The company has decided not to release the trained model of GPT-2 for obvious reasons, but it will release a smaller model for the purpose of research.

“Due to our concerns about malicious applications of the technology, we are not releasing the trained model. As an experiment in responsible disclosure, we are instead releasing a much smaller model for researchers to experiment with, as well as a technical paper.”

Although GPT-2’s objective is simple – predict the next word from previous words in the prompted text – it is quite scary to see what the program can come up with. Here’s one example:

SYSTEM PROMPT (HUMAN-WRITTEN)
In a shocking finding, scientist discovered a herd of unicorns living in a remote, previously unexplored valley, in the Andes Mountains. Even more surprising to the researchers was the fact that the unicorns spoke perfect English.

MODEL COMPLETION (MACHINE-WRITTEN, 10 TRIES)
The scientist named the population, after their distinctive horn, Ovid’s Unicorn. These four-horned, silver-white unicorns were previously unknown to science.

Now, after almost two centuries, the mystery of what sparked this odd phenomenon is finally solved.

Dr. Jorge Pérez, an evolutionary biologist from the University of La Paz, and several companions, were exploring the Andes Mountains when they found a small valley, with no other animals or humans. Pérez noticed that the valley had what appeared to be a natural fountain, surrounded by two peaks of rock and silver snow.

Pérez and the others then ventured further into the valley. “By the time we reached the top of one peak, the water looked blue, with some crystals on top,” said Pérez.

Pérez and his friends were astonished to see the unicorn herd. These creatures could be seen from the air without having to move too much to see them – they were so close they could touch their horns.
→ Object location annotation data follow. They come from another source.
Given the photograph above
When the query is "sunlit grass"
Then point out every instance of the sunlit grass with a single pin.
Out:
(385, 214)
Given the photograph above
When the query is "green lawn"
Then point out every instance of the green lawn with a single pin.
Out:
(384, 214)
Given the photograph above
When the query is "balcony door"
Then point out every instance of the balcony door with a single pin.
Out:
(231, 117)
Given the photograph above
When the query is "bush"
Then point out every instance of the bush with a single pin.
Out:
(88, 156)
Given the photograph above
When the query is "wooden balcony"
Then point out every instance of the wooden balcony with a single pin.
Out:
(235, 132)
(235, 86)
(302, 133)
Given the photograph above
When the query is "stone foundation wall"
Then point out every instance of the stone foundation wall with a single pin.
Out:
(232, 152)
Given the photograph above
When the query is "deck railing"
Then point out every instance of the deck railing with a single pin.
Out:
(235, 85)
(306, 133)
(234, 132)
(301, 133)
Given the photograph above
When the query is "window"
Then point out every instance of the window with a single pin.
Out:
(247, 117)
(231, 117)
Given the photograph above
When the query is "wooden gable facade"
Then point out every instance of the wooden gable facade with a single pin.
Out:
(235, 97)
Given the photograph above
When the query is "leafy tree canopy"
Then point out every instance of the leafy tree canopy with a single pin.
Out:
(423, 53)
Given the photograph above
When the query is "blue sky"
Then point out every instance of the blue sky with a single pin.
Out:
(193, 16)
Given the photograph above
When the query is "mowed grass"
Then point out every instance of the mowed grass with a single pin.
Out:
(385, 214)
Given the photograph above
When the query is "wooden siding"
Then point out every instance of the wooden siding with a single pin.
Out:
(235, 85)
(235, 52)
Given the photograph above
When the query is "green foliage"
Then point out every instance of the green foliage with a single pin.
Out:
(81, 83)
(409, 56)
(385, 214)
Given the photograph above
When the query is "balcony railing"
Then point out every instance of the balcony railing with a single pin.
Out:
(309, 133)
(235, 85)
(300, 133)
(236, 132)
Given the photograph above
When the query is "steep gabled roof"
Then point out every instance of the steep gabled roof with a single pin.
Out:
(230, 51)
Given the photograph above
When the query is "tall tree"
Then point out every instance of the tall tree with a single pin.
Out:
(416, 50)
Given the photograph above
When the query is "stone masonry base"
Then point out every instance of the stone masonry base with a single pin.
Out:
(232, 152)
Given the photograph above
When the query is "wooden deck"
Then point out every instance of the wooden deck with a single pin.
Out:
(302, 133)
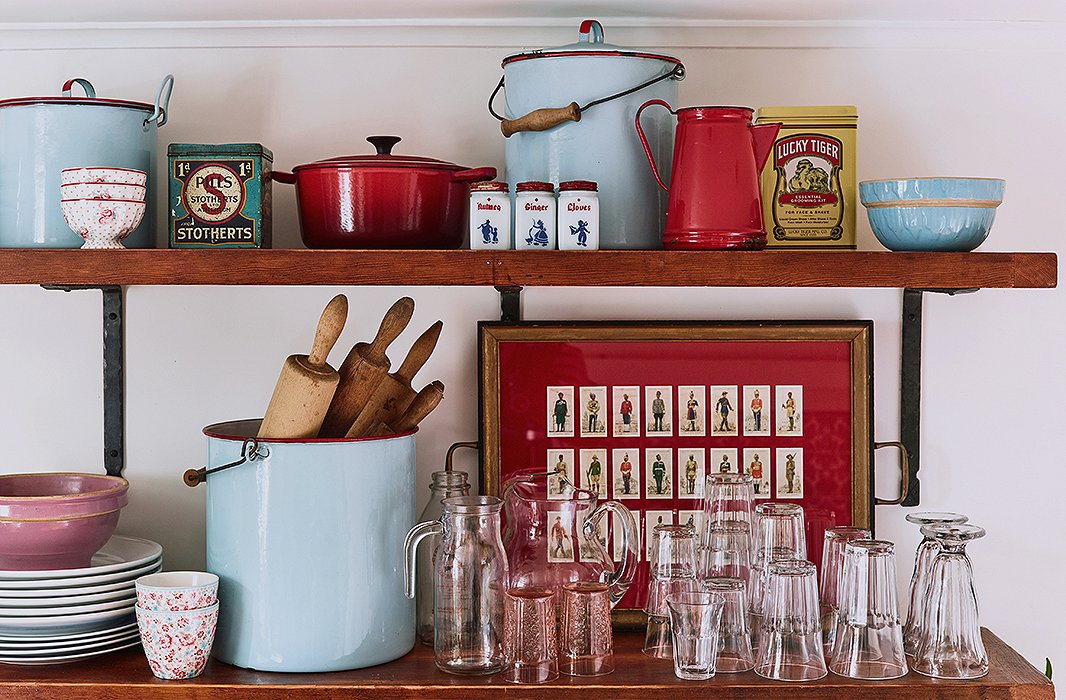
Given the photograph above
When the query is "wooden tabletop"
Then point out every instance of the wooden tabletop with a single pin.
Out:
(517, 267)
(124, 676)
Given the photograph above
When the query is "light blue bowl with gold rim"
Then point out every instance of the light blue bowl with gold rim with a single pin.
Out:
(946, 214)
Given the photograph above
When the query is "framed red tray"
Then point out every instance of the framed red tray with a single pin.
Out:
(813, 434)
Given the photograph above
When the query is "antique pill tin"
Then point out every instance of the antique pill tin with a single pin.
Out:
(809, 180)
(220, 196)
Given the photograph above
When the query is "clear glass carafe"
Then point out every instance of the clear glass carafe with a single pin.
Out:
(950, 645)
(445, 485)
(553, 539)
(470, 583)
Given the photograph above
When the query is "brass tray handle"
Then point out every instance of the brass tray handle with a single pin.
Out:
(904, 473)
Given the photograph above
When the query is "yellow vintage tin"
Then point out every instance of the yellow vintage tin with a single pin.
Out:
(809, 180)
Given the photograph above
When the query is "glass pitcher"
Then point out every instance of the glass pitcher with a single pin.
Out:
(470, 580)
(559, 537)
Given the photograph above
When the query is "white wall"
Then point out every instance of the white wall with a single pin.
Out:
(937, 97)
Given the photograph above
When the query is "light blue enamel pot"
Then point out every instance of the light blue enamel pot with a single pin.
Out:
(306, 537)
(602, 145)
(39, 136)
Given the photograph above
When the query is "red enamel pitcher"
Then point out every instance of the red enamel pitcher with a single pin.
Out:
(714, 200)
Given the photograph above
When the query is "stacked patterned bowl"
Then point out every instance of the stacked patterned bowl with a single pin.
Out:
(102, 205)
(64, 615)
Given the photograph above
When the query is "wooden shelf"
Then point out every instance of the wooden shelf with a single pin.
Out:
(523, 269)
(125, 676)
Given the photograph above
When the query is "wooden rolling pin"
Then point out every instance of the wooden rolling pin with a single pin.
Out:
(307, 383)
(394, 394)
(422, 405)
(362, 370)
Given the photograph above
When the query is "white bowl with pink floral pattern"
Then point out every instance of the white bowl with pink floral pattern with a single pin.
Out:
(98, 174)
(177, 642)
(102, 223)
(177, 590)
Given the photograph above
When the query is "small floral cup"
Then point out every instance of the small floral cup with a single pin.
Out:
(177, 642)
(177, 590)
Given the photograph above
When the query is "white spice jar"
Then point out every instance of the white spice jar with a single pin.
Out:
(534, 216)
(578, 215)
(489, 216)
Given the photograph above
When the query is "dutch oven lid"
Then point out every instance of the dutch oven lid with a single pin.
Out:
(383, 158)
(89, 99)
(590, 43)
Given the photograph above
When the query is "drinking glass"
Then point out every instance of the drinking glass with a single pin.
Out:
(586, 647)
(779, 534)
(950, 646)
(695, 618)
(530, 653)
(920, 579)
(672, 570)
(729, 498)
(869, 640)
(735, 652)
(833, 559)
(790, 647)
(727, 551)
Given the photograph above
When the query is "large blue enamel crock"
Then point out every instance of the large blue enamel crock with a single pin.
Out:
(42, 135)
(601, 145)
(306, 537)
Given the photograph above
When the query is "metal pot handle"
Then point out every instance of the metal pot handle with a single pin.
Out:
(474, 175)
(159, 115)
(85, 85)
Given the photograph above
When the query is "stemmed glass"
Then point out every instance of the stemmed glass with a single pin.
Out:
(920, 578)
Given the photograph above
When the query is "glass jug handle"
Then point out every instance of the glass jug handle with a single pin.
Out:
(417, 534)
(623, 576)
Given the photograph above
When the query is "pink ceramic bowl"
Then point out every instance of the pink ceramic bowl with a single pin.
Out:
(57, 520)
(93, 174)
(102, 191)
(177, 590)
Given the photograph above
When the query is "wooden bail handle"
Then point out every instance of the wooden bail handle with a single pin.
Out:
(330, 323)
(542, 119)
(392, 324)
(418, 354)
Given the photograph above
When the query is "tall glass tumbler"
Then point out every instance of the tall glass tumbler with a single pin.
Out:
(672, 570)
(586, 647)
(951, 646)
(779, 534)
(920, 579)
(695, 619)
(530, 642)
(791, 636)
(735, 653)
(869, 639)
(833, 560)
(727, 551)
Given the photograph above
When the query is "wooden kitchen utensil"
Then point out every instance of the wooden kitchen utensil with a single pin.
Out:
(422, 405)
(394, 394)
(362, 370)
(307, 383)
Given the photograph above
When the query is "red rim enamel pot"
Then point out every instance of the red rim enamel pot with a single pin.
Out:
(383, 200)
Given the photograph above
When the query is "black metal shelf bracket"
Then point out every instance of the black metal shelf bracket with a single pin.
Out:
(511, 304)
(114, 375)
(910, 384)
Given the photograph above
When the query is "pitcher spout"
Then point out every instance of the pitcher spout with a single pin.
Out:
(762, 141)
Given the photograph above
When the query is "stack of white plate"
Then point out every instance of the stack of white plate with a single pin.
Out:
(55, 617)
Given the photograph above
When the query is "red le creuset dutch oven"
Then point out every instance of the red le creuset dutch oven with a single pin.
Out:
(383, 200)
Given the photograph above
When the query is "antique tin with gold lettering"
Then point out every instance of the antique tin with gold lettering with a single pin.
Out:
(220, 196)
(809, 181)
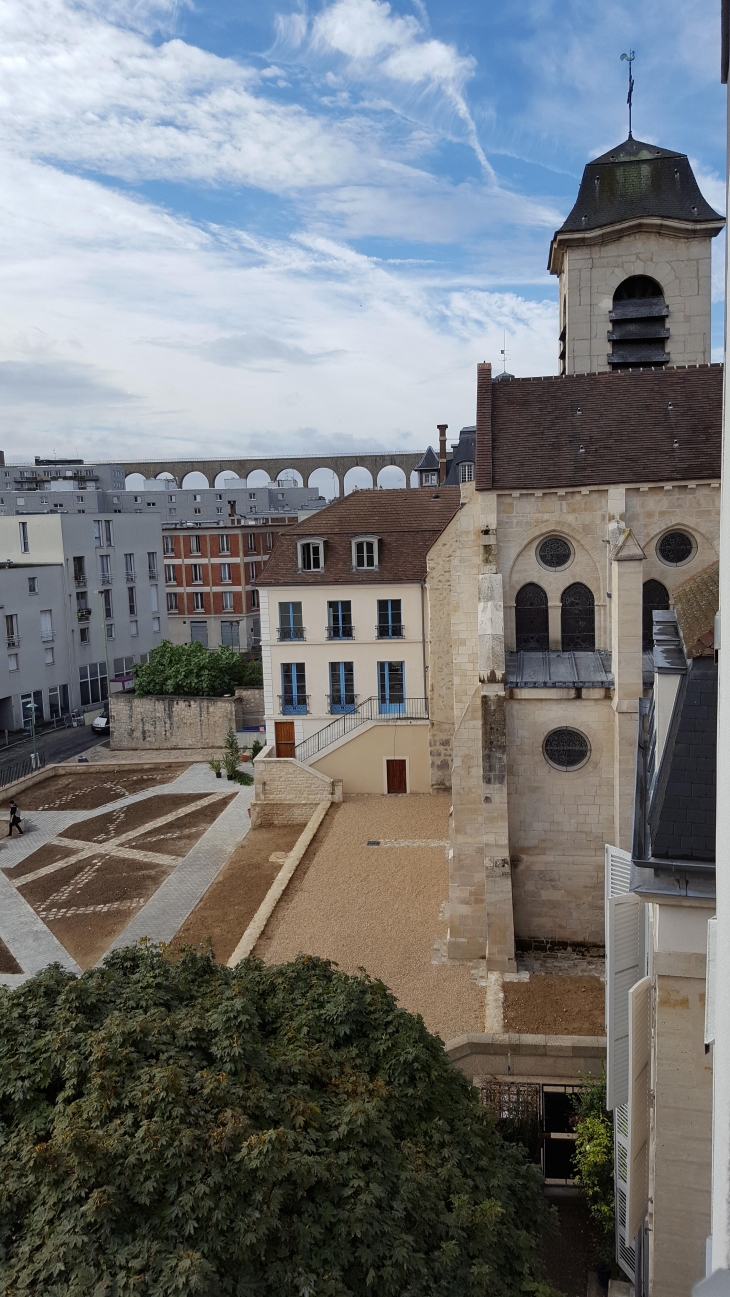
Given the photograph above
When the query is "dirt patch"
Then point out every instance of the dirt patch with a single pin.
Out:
(8, 964)
(555, 1007)
(231, 902)
(126, 819)
(84, 790)
(92, 902)
(51, 854)
(379, 907)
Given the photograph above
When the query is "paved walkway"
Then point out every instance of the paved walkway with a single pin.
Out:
(30, 940)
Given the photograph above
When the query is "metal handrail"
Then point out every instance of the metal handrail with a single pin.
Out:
(370, 710)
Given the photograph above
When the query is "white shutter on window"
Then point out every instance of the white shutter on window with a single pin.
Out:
(623, 950)
(639, 1086)
(709, 986)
While examining these bizarre creatures the scientists discovered that the creatures also spoke some fairly regular English. Pérez stated, “We can see, for example, that they have a common ‘language,’ something like a dialect or dialectic.”

Dr. Pérez believes that the unicorns may have originated in Argentina, where the animals were believed to be descendants of a lost race of people who lived there before the arrival of humans in those parts of South America.

While their origins are still unclear, some believe that perhaps the creatures were created when a human and a unicorn met each other in a time before human civilization. According to Pérez, “In South America, such incidents seem to be quite common.”

However, Pérez also pointed out that it is likely that the only way of knowing for sure if unicorns are indeed the descendants of a lost alien race is through DNA. “But they seem to be able to communicate in English quite well, which I believe is a sign of evolution, or at least a change in social organization,” said the scientist.

What’s frightening about this simple piece of fiction is that it sounds like a well-researched news piece – minute details and all. Of course, it cannot cite or link to other sources and, therefore, cannot be considered genuine; but for the ill-informed public, it’s as good as news from a reputed media house.

Fortunately, OpenAI has decided not to release the trained model, or the implications might have been severe. Imagine a bad actor getting hold of the trained model and disseminating false information disguised as genuine-looking news stories. Isn’t that what all the fuss was about when Facebook and Google were accused of not flagging fake news on their platforms?

The development of GPT-2 throws open questions about whether or not OpenAI can actually keep such products under wraps. What if there are leaks that subsequently result in such technology being made available to malicious actors? What’s the guarantee that the product will remain unreleased, since the code already exists?

Such questions invoke doubt and fear about organizations like OpenAI being able to hold their secrets indefinitely. Food for thought?